Le rotte commerciali create da Obor vanno di pari passo con un altro grande progetto di Xi, il Made in China 2025. La Cina è un gigante economico che ha però dipendenze straniere per quanto riguarda alcuni elementi di alta tecnologia: il caso di Zte, importantissimo produttore di sistemi mobile (e reti), è stato emblematico. Quando gli Stati Uniti hanno deciso di impedire alle ditte americane di vendere tecnologia chiave alla ditta cinese, misura sanzionatoria legata ad attività commerciali che Zte aveva tenuto con Corea del Nord e Iran, il contraccolpo è stato pesante. La Zte è rimasta paralizzata, al punto che è stato Donald Trump a cercare di rimediare per edulcorare una misura presa dalla sua stessa amministrazione. Pechino s’è resa conto da tempo di non poter andare più avanti così, e per questo il presidente cinese sta investendo enormi fondi sull’acquisizione di capacità e conoscenze per diventare indipendenti sulla maggior gamma di produzioni (tecnologiche) entro il 2025. La missione italiana cercherà spazi anche su questo campo.

Il ruolo di Tria sarà invece diverso: il ministro cercherà, accompagnato dal vice direttore generale della Banca d’Italia e da altri alti funzionari operativi, di trovare in Pechino il sostituto al Quantitative Easing che la Bce bloccherà da dicembre. Ossia, trovare qualcuno che diventi il principale acquirente di titoli di Stato italiani.

I Btp hanno rendimenti più alti di prodotti simili di altri paesi per via dell’instabilità politico-economica italiana, ma potrebbe essere proprio questo a interessare i cinesi.
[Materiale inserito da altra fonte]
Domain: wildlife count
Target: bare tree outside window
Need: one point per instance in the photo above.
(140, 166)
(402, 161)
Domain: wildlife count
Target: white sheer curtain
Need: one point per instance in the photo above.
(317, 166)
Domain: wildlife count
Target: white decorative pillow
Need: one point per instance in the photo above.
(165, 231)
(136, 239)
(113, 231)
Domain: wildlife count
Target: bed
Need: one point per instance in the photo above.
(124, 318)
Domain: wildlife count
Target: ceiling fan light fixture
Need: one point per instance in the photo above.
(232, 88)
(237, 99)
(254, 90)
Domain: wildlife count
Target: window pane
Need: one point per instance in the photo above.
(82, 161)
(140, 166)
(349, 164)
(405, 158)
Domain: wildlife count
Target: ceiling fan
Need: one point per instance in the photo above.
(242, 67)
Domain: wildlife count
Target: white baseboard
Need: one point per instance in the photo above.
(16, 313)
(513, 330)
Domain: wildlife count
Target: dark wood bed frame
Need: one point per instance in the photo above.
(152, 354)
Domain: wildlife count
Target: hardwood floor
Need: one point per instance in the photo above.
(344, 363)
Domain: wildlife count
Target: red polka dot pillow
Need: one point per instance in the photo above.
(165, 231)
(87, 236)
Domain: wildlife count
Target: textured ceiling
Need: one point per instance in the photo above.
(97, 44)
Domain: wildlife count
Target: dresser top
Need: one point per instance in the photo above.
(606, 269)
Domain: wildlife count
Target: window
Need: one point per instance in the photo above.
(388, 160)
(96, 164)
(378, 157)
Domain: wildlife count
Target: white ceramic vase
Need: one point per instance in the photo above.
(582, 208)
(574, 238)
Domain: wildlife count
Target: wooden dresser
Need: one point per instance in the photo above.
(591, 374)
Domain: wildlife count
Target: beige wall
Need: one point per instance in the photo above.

Previste riunioni con il ministro delle finanze cinese, con i vertici della banca sovrana e quelli delle principali banche locali. Possibile che in questa missione delicata (che interessa in un certo senso il finanziamento dell’Italia) Tria possa trovare qualche difficoltà in più anche perché il governo che andrà a rappresentare, dopo il crollo del ponte di Genova, ha aperto un contenzioso con Autostrade Spa, società di cui il 5 per cento è controllato proprio dal Silk and Road Fund – il maxi fondo che il governo cinese ha costruito per sostenere Obor.

In tutto questo, le attività cinesi dell’Italia, volte – come spiega il comunicato con cui il Mise ha lanciato la sua Task Force – a “evitare di restare a guardare passivamente l’asse mondiale spostarsi verso est”, si portano dietro un ulteriore rischio di natura politica internazionale. Il premier Giuseppe Conte è tornato dalla visita alla Casa Bianca di qualche settimana fa pieno di entusiasmo per il feeling politico-personale creato con Trump, che però guida un’amministrazione che ha inquadrato la Cina come una potenza rivale da contrastare a livello globale. Sarà possibile per Roma abbinare quella relazione speciale creata con Trump con la volontà di seguire l’asse mondiale verso est?